Lei das Cotas
Raciais ‘é anacrônica’, alerta pesquisador
O projeto de Lei aprovado pelo Senado
que estabelece as cotas sócio-raciais seguirá à sanção da presidenta Dilma
Rousseff mas, na opinião de um dos autores do Programa de Ações Afirmativas da
Universidade de Brasília (UNB), da forma que foi concebida, a nova Lei
representará um enorme retrocesso ao dividir a comunidade negra. Segundo o
Supremo Tribunal Federal (STF), a mais alta Corte do país, reconhecer que “não
precisa dividir” porque ser negro no Brasil representa, por si só, uma
desvantagem.
Na opinião é do professor José Jorge de
Carvalho, do Departamento de Antropologia da Universidade de Brasília e pesquisador
do CNPq, em entrevista à última edição da revista semanal de esquerda Caros
Amigos, o projeto aprovado pelo Senado cria as chamadas cotas sócio-raciais, ao
reservar 50% das vagas para estudantes oriundos da escola pública; destes 50%
devem ser reservadas aos estudantes de famílias com renda per capita de 1,5
salário mínimo; e os outros 50% entre negros e indígenas proporcionalmente à
presença de cada um desses segmentos em cada Estado da Federação, de acordo com
o Censo do IBGE 2010.
– A Lei é anacrônica. A história vai
responsabilizar as lideranças negras que participaram desse retrocesso. Como o
senador Paim, que tem assessores parlamentares afinados com esse tema, não
lutou para desvincular as cotas sociais? Sarney virou paladino dos negros
brasileiros? A elite branca racista brasileira entregou os anéis para não
entregar os dedos – ironizou.
Segundo afirmou José Jorge de Carvalho,
a principal função da Lei “é conter a parte mais poderosa, a vanguarda do
Movimento Negro”.
– Simplesmente, a Lei conteve a parte
mais poderosa do Movimento, decapitou a comunidade negra. Os filhos dos
empresários da Fiesp estudam na Universidade de S. Paulo (USP), na Universidade
de Campinas (Unicamp). Os filhos dos empresários da Firjan, do Rio, também estudam
nas melhores universidades públicas. Nossa luta sempre foi para que os filhos
do Pelé tivessem os mesmos direitos dos filhos da faxineira e todos pudessem
estudar – acrescentou.
José Jorge também critica o fato de o
Senado ignorar, durante a tramitação da Lei, a experiência acumulada por 129
universidades que já adotam ações afirmativas por decisão de instâncias
internas. Citou o caso das 51 que adotam cotas e lembrou que, destas, 46
instituições têm modelos diferentes.
– Das 51 universidades federais que têm
cotas, 46 têm modelos diferente. Cada universidade que aprovou (o sistema de
cotas), procurou fazê-lo de forma diferente das anteriores. Foi resultado
sempre de uma negociação por parte dos Conselhos. Uma variedade de sistemas. A
Lei simplifica o raciocínio. A massa crítica que gerou a luta pelas ações
afirmativas não pode influenciar o Congresso. Todas as audiências foram
inúteis, foram inférteis, dissociadas de reflexão. Toda a inteligência gerada
pela sociedade foi desprezada, considerada irrelevante – frisa.

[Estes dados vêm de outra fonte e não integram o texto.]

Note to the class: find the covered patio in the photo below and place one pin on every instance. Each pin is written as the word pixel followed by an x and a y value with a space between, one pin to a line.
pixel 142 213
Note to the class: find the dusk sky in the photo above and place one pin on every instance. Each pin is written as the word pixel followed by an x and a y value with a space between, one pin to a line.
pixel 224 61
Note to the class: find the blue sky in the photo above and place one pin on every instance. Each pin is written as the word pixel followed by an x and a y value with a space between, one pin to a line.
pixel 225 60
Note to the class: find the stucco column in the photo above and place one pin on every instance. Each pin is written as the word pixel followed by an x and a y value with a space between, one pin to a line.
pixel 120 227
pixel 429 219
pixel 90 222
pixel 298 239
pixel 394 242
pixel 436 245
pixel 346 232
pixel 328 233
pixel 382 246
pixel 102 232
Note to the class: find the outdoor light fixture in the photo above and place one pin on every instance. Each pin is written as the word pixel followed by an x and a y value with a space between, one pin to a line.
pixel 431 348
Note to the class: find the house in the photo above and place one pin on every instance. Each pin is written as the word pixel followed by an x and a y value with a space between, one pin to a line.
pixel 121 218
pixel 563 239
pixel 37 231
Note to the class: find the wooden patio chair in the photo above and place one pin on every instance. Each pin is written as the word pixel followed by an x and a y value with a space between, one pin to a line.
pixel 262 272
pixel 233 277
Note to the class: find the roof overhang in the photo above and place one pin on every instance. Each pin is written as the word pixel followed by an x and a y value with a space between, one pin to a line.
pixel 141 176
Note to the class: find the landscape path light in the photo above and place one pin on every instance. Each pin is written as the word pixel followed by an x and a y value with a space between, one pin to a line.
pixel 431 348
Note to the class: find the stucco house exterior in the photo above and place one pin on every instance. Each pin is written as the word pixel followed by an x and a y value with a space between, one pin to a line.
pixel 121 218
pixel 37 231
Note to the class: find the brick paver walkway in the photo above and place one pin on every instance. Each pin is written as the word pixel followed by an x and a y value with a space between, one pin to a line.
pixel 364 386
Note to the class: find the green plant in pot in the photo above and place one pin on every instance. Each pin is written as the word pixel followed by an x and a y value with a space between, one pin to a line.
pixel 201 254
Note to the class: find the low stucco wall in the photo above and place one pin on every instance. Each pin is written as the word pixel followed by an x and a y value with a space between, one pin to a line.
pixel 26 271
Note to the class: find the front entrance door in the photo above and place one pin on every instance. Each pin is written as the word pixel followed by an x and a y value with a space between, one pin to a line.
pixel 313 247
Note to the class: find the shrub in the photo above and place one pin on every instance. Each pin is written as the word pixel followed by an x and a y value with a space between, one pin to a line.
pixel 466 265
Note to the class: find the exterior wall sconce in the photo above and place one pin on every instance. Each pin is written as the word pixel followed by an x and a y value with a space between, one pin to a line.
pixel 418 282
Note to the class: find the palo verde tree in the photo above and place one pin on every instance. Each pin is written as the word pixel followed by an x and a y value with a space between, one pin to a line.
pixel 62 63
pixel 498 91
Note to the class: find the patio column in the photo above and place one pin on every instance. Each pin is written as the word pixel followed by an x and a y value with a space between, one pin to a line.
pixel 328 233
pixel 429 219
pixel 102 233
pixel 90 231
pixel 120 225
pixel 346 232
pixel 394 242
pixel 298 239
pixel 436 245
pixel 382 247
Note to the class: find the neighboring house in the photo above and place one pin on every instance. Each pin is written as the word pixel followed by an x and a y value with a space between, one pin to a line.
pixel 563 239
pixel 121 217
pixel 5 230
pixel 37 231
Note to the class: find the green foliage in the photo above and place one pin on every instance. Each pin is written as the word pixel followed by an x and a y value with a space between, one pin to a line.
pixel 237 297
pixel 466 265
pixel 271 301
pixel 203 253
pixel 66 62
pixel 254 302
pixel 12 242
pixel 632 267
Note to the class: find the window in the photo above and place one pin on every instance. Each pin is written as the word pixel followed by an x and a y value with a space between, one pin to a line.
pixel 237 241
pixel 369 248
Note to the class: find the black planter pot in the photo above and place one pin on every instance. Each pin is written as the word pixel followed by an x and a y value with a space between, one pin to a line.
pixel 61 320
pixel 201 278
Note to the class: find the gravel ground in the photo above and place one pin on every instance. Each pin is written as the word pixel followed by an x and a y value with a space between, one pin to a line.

De acordo com o professor da UnB, a luta
por cotas é uma luta política.
– Para que lutamos durante mais de uma
década? Para que existissem cotas para negros, para empoderar a comunidade
negra. A luta por cotas raciais é uma luta política. A opção de colocar negros
de baixa renda ou negros da escola pública é uma medida de contenção da
comunidade negra. Querem dizer que apenas aceitam apoiar, reconhecem direito à
proteção pelo Estado da parte mais frágil da comunidade negra – concluiu.